Yahoo! Inc. (NASDAQ:
YHOO) is an internet company that has more visitors and users across its combined properties than any other company. Is it realizing all the revenue it can from all those customers? Not really. In fact, competitor
Google Inc. (NASDAQ:
GOOG) is sucking Yahoo!'s well of customers dry each month using roughly one revenue avenue -- text-based search advertising. Yahoo! was late to realize that advertising was the place to be, rather than trying to get customers to pay for premium services and content that they can get elsewhere for free. Result?
Yahoo! is scrambling to catch up to the mover and shaker in the industry -- and it ain't Yahoo!.
Yahoo!'s search for a new CFO ended last week. The catch, one with deep financial market ties, speaks volumes about potential Yahoo! strategy in the months and years to come. Blake Jorgensen's appointment means that Yahoo! may be looking to shed non-core assets or even set itself up to be sold. Yahoo!'s lingering rumor that it join with
Microsoft Corp. (NASDAQ:
MSFT) has been vanquished (again), which leaves Yahoo! standing in the dark corner with a lit match while Google runs all over town with a bonfire on its back.
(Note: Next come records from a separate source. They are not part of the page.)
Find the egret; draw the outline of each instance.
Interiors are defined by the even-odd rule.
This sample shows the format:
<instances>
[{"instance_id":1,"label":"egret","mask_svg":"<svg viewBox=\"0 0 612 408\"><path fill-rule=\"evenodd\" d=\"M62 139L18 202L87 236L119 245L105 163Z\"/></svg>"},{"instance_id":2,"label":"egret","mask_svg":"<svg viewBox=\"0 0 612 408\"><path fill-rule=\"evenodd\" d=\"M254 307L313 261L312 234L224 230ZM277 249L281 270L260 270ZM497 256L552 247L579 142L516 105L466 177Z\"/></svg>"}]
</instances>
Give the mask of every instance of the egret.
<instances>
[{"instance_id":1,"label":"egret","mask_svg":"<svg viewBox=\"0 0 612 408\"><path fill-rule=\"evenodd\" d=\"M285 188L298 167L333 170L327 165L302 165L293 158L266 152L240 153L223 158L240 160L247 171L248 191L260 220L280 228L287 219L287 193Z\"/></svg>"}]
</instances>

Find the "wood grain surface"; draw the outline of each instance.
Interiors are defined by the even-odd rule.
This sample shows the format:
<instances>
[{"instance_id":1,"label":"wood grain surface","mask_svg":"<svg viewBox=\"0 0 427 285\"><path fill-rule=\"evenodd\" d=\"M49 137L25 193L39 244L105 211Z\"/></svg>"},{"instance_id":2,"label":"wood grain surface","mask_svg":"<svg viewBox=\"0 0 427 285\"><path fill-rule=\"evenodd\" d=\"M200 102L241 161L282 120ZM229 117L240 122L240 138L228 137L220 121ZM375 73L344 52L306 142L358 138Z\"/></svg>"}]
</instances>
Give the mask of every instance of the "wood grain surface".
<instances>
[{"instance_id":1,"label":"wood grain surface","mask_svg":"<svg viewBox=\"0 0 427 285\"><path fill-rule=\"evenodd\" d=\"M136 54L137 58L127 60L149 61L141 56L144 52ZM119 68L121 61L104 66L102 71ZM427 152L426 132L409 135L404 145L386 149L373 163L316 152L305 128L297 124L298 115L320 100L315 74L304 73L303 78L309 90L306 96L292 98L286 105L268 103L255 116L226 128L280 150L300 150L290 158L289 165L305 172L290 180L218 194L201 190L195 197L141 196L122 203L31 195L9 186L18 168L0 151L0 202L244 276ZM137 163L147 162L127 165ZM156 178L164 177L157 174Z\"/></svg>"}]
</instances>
Yahoo! is losing some key employees as the "grass is greener" attitude continues to infiltrate the company. It's been speculated that 2007 may see the end of Terry Semel as Yahoo!'s CEO after some nice moves in 2002 and 2003 did not pay off as planned and Google's furtive moves caught the Yahoo! guard off-guard. The recovery has not panned out at all either and still remains murky. If Semel can somehow manage to get Yahoo! back in the prominent spotlight (and making more money based on all the customer relationships it has), he may be safe. It is not, however, happening to the degree YHOO shareholders are needing at this point.